Kalpazanların sandığa gidip oy kullanmama kararına uyan her bir ferdin kullanmadığı oy MHP destekli AKP-Saray rejiminin adayının oy hanesine yazılacaktır. Bu da AKP-Saray rejiminin adayının oy oranını artıracaktır. Siyasette tarafsızlık olmaz. Ya o tarafı desteklersin ya da diğer tarafı. Komünist politikada ise tarafsızlık hiç yoktur. Bütün olanakların ile burjuva iktidarının karşısında tavır alırsın ve mücadele edersin. Faşist diktatörlüklerin veya ülkemizdeki gibi faşizan yöntemler kullanan gerici diktatörlüklerin iktidarda olduğu ülkelerde de faşizme karşı en geniş güçlerin birliğini savunarak o diktatörlüğe karşı kesin tavır alınır. Anti-faşist mücadele kavramını literatürlerine almayan kalpazanlar tabii ki bunu yapmazlar, yapamazlar. Dolayısıyla anti-faşist mücadelenin bileşiminde sadece komünistler yoktur, iktidar ile çıkarları çelişen en geniş politik güçlerin ortak mücadelesidir anti-faşist mücadele. Bu ortak mücadele içinde olan kimi güçler komünistler gibi burjuva devletin yıkılmasını hedeflemeyebilirler. Ancak, anti-faşist mücadele süreci burjuva devletin iktidarını hedef aldığından, objektif olarak politik güçlerin niyetlerinin ötesinde devrimci bir karakter taşımaktadır. Uluslararası Komünist Hareketin önderlerinden Bulgar komünist Georgi Dimitrov yoldaş Faşizme Karşı Birleşik Cephe çalışmasında bu konuyu ayrıntıları ile ortaya koymuştur. Komintern’in VII.Kongresi’nde yapılan faşizm tahlili ve faşizme karşı mücadele analizleri bugün de komünistler için yol gösterici ilkesel anlayışları kapsamaktadır.
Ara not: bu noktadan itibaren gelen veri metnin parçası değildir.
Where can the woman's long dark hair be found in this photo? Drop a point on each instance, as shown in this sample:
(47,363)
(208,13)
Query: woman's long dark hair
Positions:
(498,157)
Özetlersek devletin resmi icazeti ile tabela partisi olarak faaliyet gösteren SİP/“TKP”, önerdiği seçim politikası ile iktidarın ekmeğine yağ sürmektedir ve “Sahibinin Sesi” olduğunu kanıtlamaktadır. Partimiz TKP’nin ise İstanbul seçimlerine yönelik politikası nettir: MHP destekli AKP-Saray rejimi adayını yenilgiye uğratmak ve rejimin bağrına darbe indirmektir. Onun için iktidarın adayına karşı tüm barış ve demokrasi güçlerinin desteklediği aday olan CHP adayı Ekrem İmamoğlu’na oy vermektir. İktidarın İstanbul seçimlerinde yenilgiye uğraması sınıf savaşımı açısında yeni olanaklar açabilecek niteliktedir. Diğer yandan partimiz CHP adayı İmamoğlu’nu bu seçimlerde desteklerken onların politikalarına onay vermiş olmuyor. Biz CHP’nin de yıkılması gerektiğine inandığımız ve bu uğurda mücadele ettiğimiz TC devletinin bir parçası olduğunu biliyoruz. Sınıf savaşımı sürecinde TC devletinin tümü komünistlerin hedefindedir. Ancak verili koşullar devlet içindeki ve egemen sınıflar arasındaki çelişkilerden yararlanarak bir seçim taktiği belirlemeyi gerektiriyorsa, bu taktik de faşizan diktatörlüğe karşı yürütülen sınıf savaşımının bir gereğidir.